Le projet de brevet unitaire européen est en préparation via une coopération renforcée, pour laquelle le Conseil et le Parlement ont donné leur accord lors des votes du 15 février et 10 mars 2011. Cette coopération renforcée signifie que tous les pays de l'Union Européenne ne seront pas concernés par le brevet unitaire : celui-ci ne serait pas valable en Espagne, ni en l'Italie, qui ont refusé de participer1. En revanche, ce titre de brevet unique serait valide dans l'ensemble des pays de la coopération renforcée.

Le projet de juridiction unifiée est un projet d'accord international discuté par la Commission2.Cette juridiction unifiée aurait compétence exclusive, c'est-à-dire que des tribunaux et une cour d'appel spécifique régleraient les litiges des brevets sans intervention des juges nationaux et communautaires. Le projet est actuellement en cours de réécriture, car la Cour européenne de justice a souligné les dangers et l'illégalité du projet actuel au regard du droit européen.

Les dangers du projet actuellement débattu

Si l'idée en elle-même d'une unification du brevet en Europe ne pose pas de problème spécifique pour l'April et le logiciel libre, la forme que pourraient prendre ces projets est source d'inquiétude. En effet, le contrôle de l'ensemble (brevet + juridiction) serait réservé à l'Office européen des brevets (OEB), une organisation internationale indépendante de l'Union européenne et fondée par un traité, la Convention sur le brevet européen.

L'Office européen des brevets3 est un organisme indépendant, non soumis au droit européen ni au droit national, et les contrôles sur cet organisme sont très limités. Surtout, l'OEB a tenté plusieurs fois de faire légaliser les brevets logiciels, et adopte une attitude à la limite de la légalité sur ces questions, en acceptant d'octroyer des brevets dans ce domaine et en réalisant un lobbying intense pour qu'ils soient reconnus comme légaux en Europe4. L'April dénonce ces pratiques depuis 2001 et ses inquiétudes sont partagées par de multiples acteurs, y compris par le syndicat du personnel de l'OEB et par la grande chambre de recours de l'organisme lui-même5 !

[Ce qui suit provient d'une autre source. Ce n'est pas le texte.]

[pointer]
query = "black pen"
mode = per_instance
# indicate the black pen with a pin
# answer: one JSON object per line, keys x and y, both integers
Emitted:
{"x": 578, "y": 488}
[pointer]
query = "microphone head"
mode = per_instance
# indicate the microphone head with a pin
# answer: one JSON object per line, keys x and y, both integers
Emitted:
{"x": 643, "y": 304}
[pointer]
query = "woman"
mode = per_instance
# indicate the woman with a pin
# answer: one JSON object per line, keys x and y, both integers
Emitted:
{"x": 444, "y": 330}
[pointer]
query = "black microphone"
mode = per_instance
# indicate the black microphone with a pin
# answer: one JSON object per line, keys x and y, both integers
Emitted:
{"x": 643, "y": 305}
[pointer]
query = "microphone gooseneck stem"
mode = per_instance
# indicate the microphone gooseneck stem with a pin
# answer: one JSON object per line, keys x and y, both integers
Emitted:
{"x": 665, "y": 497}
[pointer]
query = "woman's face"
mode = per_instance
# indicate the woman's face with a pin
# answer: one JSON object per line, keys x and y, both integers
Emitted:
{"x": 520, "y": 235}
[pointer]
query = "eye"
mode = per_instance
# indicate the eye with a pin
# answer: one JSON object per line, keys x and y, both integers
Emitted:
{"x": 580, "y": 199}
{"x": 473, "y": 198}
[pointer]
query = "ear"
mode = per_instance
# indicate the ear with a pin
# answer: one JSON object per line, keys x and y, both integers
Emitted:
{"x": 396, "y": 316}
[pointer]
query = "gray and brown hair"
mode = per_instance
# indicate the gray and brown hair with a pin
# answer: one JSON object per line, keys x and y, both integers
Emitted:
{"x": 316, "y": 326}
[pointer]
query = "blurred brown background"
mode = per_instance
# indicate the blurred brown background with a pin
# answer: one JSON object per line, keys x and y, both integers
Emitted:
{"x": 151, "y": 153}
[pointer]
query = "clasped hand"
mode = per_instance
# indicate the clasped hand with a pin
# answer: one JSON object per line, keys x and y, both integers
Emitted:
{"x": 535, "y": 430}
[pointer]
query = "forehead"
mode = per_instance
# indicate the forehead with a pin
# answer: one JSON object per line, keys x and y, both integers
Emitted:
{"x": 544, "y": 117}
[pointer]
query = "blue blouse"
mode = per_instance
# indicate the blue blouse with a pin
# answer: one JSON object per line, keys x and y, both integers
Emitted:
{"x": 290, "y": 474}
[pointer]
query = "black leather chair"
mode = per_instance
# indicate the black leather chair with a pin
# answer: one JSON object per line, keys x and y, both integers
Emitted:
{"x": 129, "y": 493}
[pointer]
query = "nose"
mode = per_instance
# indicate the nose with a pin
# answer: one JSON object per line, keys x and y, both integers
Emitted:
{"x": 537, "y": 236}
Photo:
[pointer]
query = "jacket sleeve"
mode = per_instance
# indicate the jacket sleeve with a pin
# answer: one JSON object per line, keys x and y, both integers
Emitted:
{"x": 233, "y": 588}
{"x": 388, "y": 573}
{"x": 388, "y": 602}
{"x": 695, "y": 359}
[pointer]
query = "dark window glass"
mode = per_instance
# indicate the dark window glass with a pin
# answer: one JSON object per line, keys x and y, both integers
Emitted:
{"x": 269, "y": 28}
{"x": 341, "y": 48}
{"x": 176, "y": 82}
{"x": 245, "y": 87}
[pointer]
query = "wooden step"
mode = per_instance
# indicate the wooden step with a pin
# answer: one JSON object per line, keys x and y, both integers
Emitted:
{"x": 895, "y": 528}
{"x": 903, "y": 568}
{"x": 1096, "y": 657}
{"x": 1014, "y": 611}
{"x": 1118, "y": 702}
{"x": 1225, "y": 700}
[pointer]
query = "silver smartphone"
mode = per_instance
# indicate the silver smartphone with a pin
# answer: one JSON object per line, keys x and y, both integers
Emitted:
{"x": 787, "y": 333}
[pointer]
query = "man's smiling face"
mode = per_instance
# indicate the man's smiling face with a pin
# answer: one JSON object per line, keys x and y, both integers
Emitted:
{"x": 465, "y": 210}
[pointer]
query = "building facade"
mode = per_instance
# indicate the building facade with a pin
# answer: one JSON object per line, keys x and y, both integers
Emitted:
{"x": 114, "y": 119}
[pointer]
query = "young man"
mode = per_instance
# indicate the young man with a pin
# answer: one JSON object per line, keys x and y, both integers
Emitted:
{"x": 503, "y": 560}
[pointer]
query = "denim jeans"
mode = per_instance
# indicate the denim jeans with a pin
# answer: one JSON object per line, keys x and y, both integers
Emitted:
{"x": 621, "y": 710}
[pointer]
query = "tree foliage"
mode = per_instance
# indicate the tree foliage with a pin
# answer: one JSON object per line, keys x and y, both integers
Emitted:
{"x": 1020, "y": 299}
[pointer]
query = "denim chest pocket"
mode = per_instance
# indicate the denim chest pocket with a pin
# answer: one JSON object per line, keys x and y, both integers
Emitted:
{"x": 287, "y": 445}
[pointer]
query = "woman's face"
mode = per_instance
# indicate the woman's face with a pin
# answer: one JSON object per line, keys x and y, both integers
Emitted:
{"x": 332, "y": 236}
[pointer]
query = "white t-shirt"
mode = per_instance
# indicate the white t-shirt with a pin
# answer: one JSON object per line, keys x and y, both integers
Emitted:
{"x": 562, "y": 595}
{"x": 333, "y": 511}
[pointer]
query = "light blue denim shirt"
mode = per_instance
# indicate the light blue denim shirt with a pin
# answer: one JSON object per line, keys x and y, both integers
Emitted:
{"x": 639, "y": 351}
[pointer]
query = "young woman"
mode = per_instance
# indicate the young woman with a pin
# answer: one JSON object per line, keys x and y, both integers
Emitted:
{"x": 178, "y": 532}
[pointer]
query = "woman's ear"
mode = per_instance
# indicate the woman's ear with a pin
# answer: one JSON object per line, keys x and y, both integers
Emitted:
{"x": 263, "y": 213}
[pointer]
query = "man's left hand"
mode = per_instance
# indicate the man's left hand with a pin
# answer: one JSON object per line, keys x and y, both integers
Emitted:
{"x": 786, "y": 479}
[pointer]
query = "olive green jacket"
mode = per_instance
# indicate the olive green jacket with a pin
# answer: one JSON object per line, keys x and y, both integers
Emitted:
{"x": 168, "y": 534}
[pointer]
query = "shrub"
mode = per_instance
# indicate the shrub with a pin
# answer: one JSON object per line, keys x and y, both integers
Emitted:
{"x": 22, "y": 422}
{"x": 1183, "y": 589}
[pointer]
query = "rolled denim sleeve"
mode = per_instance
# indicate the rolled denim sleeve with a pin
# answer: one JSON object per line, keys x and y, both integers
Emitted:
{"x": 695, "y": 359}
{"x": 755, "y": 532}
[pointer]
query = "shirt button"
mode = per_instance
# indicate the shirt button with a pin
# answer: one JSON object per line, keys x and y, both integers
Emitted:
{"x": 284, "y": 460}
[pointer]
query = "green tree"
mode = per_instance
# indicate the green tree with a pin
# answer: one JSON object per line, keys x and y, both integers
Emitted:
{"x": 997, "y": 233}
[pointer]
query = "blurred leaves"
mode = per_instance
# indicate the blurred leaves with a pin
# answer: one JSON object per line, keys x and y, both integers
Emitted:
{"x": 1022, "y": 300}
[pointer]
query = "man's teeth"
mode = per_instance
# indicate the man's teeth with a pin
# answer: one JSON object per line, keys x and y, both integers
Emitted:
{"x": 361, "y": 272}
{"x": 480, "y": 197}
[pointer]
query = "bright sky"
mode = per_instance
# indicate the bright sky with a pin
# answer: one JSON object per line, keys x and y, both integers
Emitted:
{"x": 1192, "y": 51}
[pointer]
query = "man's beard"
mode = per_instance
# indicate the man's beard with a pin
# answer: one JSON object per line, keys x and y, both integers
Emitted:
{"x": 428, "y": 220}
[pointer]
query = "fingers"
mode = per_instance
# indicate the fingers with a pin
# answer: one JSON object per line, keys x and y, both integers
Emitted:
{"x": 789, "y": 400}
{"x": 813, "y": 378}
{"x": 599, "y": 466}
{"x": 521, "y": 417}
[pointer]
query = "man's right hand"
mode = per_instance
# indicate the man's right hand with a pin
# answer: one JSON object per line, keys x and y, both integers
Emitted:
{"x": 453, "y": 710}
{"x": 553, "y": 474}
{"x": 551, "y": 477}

Ces abus liés à la mainmise d'un microcosme des brevets sur les institutions qui devraient les encadrer ont conduit l'April à remettre en cause le projet de brevet unitaire, et à discuter des pistes à suivre aujourd'hui.

Que s'est-il passé, quelles sont les pistes pour l'avenir ?

Le 08 mars 2011, la Cour de justice de l'Union européenne (CJUE) a rendu son avis sur le projet de juridiction unifiée défendu par la Commission. Cette décision invalide le projet, car la cour le déclare incompatible avec les traités et avec les fondements même de l'Union européenne.

Elle se base pour cela sur plusieurs arguments juridiques, dont l'absence de contrôle par la CJUE et la dépossession des pouvoirs des tribunaux nationaux. Concrètement, elle ferme donc la porte à tous les projets actuellement proposés d'une cour intégrée à l'OEB. L'April s'est félicitée de cette décision, car elle implique qu'un système unifié de litiges sur les brevets doit être contrôlé par des tribunaux communautaires et par des magistrats indépendants6.

Au-delà du règlement des litiges, l'ensemble du système des brevets doit également respecter le principe démocratique de séparation des pouvoirs. La législation sur les brevets est aujourd'hui sous la tutelle du Conseil d'administration de l'OEB, alors qu'elle devrait être une responsabilité des députés européens et nationaux, élus détenteurs du pouvoir législatif. De même, les décisions de l'OEB (l'octroi ou le rejet d'une demande de brevet, l'invalidation ou la confirmation lors d'une opposition à un brevet délivré) ne peuvent être contestée que devant les chambres internes de l'OEB, alors qu'un appel à un juge indépendant devrait être possible.